We are looking for an annotation tool that allows us to train our system to extract information in listings of real estate in Singapore.
Apart from using Prodigy to manually tag the entities in the listings, can we import lists of entities, such as lists of real estate developers in Singapore/main roads in Singapore/real estate projects in Singapore, so our system can recognise the entities without being trained using labelled examples?
Unfortunately our dataset isn't large enough for the system to learn to recognise and extract ALL those entities.
Hi! The main goal of training a model from labelled examples is to allow your system to generalise and extract other similar entities in similar contexts, even if it hasn't seen those during training. For example, it could recognise a road name that's not in your list because it's mentioned in a similar context as other road names in the data. If that's your goal, you should want to train a model on examples.

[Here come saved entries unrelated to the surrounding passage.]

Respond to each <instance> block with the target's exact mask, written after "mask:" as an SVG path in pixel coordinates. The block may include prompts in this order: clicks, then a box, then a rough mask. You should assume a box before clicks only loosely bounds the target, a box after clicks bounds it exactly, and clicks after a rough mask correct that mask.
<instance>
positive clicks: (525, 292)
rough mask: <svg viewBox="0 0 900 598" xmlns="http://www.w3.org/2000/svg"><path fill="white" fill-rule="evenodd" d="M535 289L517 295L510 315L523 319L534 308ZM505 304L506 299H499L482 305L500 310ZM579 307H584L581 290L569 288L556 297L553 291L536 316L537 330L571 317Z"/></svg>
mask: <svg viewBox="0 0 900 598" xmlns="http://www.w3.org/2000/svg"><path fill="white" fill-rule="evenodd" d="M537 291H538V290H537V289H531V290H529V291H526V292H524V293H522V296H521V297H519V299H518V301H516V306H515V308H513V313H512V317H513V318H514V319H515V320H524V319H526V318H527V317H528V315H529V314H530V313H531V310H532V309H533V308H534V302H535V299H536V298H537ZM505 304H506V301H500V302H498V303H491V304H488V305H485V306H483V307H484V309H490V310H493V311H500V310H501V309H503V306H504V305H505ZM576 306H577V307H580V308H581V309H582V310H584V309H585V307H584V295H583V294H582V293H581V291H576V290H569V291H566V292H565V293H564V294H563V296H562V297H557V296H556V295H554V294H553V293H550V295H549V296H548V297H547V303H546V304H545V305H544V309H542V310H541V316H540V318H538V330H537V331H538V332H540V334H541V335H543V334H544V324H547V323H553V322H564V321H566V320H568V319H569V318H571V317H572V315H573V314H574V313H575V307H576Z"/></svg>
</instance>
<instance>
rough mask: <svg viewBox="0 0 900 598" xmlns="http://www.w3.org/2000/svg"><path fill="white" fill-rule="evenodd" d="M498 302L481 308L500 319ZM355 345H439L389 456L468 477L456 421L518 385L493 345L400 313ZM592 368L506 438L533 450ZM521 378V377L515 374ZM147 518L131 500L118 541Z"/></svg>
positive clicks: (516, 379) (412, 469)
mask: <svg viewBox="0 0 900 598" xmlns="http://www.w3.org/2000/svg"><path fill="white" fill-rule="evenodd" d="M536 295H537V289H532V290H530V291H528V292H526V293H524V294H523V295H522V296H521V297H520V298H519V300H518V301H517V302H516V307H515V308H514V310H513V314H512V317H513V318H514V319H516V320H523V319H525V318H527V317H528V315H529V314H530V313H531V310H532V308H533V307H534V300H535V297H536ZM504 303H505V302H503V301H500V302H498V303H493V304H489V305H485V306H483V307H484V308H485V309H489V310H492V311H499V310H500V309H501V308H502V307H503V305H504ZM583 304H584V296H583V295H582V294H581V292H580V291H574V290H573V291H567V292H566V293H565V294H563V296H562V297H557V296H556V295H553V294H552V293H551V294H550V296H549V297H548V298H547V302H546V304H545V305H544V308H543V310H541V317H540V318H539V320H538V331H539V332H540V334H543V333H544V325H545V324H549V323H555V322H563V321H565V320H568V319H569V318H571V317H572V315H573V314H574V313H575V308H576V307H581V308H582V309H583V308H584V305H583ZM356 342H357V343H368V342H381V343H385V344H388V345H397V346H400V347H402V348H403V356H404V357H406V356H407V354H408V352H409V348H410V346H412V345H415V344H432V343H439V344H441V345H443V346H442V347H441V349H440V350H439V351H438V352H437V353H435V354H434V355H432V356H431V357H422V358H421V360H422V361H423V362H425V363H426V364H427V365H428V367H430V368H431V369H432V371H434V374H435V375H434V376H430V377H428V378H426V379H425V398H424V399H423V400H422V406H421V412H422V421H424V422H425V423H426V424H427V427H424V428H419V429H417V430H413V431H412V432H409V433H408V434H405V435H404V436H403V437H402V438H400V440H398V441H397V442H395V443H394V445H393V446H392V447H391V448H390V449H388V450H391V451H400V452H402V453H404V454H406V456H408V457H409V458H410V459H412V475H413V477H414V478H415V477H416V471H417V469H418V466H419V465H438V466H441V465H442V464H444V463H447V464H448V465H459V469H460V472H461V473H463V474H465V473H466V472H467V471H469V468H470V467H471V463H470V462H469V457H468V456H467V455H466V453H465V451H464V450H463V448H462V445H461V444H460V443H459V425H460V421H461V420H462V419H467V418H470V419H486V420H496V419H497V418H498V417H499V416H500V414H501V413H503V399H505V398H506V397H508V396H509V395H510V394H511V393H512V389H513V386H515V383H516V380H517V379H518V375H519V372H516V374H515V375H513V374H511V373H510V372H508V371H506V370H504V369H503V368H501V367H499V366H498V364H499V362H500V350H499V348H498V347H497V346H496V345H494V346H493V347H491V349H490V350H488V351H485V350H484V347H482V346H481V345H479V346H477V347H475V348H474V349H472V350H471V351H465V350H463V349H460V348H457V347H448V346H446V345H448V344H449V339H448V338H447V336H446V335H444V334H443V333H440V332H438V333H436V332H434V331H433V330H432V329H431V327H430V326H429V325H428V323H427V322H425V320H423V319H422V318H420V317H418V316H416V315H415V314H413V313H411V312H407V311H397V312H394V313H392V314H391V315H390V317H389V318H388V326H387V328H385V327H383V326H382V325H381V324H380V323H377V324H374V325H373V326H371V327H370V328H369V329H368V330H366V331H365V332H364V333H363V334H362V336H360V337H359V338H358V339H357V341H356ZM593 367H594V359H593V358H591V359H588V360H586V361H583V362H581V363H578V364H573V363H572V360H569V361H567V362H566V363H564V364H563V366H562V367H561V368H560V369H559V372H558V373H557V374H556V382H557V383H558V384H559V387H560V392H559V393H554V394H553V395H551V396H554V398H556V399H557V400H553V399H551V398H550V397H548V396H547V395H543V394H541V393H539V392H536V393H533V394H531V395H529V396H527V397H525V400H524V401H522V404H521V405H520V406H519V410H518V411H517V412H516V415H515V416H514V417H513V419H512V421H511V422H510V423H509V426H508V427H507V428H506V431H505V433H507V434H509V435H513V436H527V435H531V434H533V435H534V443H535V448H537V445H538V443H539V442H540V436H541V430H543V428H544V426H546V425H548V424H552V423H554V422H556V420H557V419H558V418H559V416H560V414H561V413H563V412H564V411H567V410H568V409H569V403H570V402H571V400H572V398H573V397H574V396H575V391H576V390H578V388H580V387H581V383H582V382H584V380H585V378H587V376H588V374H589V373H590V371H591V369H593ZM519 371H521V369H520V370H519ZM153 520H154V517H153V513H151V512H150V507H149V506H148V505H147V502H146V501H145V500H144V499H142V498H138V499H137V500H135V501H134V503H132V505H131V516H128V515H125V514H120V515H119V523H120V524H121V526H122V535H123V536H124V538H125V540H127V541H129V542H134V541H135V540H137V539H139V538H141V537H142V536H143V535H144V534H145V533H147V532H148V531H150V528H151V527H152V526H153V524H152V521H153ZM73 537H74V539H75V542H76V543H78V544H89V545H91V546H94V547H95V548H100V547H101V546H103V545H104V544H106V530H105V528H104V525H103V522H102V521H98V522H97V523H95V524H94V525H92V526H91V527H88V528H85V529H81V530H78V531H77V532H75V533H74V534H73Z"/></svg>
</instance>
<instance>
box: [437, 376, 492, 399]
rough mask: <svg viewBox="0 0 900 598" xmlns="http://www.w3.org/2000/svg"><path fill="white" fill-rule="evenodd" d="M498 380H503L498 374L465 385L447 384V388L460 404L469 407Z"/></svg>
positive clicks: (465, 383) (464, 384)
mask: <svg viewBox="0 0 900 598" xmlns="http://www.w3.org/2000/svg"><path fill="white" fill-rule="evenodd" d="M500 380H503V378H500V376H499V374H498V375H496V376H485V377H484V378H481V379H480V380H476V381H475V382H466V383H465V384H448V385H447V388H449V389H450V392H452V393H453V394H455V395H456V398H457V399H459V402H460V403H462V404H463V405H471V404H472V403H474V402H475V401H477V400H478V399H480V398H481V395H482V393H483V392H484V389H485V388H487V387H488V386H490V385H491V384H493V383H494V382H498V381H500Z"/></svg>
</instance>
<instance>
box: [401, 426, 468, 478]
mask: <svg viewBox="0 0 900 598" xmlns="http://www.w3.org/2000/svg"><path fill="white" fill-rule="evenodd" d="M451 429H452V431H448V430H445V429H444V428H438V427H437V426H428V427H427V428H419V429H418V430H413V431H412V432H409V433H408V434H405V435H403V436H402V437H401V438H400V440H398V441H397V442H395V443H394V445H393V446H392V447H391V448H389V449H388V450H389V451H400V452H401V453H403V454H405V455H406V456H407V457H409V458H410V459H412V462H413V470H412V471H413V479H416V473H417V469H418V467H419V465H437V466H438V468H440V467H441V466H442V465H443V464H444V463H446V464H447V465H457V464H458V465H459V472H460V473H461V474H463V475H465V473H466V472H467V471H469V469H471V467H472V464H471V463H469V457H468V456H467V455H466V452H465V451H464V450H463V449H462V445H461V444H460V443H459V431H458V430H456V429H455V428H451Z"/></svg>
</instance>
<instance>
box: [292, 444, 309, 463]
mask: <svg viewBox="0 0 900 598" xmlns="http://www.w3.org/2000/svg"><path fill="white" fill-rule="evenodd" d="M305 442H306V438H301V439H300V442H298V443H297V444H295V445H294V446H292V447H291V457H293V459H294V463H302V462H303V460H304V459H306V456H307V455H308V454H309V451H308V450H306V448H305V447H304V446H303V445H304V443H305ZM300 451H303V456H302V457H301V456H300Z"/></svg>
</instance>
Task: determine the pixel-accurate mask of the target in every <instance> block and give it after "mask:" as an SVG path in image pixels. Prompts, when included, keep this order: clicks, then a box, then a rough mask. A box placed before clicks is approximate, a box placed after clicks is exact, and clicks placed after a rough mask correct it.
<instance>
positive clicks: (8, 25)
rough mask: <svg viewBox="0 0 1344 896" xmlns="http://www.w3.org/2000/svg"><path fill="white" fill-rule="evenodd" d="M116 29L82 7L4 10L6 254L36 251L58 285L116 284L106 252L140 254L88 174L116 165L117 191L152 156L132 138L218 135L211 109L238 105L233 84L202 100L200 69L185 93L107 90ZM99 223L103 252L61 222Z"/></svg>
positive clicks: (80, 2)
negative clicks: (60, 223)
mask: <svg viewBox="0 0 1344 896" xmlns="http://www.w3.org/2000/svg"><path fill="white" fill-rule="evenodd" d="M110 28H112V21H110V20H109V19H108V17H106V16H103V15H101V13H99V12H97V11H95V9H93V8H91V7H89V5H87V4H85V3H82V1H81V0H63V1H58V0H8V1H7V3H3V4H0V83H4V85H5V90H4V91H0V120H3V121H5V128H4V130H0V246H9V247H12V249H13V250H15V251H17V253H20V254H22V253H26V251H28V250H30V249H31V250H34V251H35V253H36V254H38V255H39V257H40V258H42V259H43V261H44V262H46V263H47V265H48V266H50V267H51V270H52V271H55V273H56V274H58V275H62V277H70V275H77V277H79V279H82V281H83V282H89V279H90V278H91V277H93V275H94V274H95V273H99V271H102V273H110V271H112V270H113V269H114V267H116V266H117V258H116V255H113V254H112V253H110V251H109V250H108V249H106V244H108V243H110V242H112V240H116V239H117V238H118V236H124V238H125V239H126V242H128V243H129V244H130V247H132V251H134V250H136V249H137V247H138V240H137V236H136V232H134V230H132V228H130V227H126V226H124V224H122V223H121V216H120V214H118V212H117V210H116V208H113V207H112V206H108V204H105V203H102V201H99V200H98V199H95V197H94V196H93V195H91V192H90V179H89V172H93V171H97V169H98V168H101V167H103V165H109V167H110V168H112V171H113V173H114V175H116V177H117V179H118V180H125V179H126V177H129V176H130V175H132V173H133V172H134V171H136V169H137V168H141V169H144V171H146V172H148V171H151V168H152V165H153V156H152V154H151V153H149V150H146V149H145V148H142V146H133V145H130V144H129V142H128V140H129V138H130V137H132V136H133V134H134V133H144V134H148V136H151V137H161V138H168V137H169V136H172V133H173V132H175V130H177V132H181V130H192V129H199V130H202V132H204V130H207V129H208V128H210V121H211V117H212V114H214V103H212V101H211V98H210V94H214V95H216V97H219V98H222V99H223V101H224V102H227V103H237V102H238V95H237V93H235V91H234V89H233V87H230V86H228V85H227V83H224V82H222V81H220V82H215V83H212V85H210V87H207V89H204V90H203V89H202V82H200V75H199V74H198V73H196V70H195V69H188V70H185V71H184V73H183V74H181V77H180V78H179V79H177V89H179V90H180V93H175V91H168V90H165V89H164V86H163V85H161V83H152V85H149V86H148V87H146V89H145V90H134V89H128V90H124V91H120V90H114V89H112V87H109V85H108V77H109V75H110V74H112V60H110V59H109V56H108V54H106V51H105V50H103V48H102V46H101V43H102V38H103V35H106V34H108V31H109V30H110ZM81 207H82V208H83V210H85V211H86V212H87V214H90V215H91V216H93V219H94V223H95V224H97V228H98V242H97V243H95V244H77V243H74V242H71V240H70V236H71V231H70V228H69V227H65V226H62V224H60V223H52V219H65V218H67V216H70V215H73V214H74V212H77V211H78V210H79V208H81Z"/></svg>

If you have existing lists, you can use them in Prodigy to pre-label examples for you, so you only need to correct the suggestions and fill in the blanks. That's much faster than doing everything by hand. Check out the examples of annotating named entities with patterns: https://prodi.gy/docs/named-entity-recognition#manual-patterns
If you don't want to train a model and just recognise whatever is in your lists, you can just use spaCy's
EntityRuler and load in your lists. See here:
You can also combine this approach with a model later on, so you can have a system that generalises, but also reliably tags whatever is in your list. Definitely run the rule-based approach first and evaluate it because that gives you a baseline accuracy. (For instance, if you get to 95% using only your lists, it's very likely that a model won't be able to beat that )
Thanks for your kind answer and advice!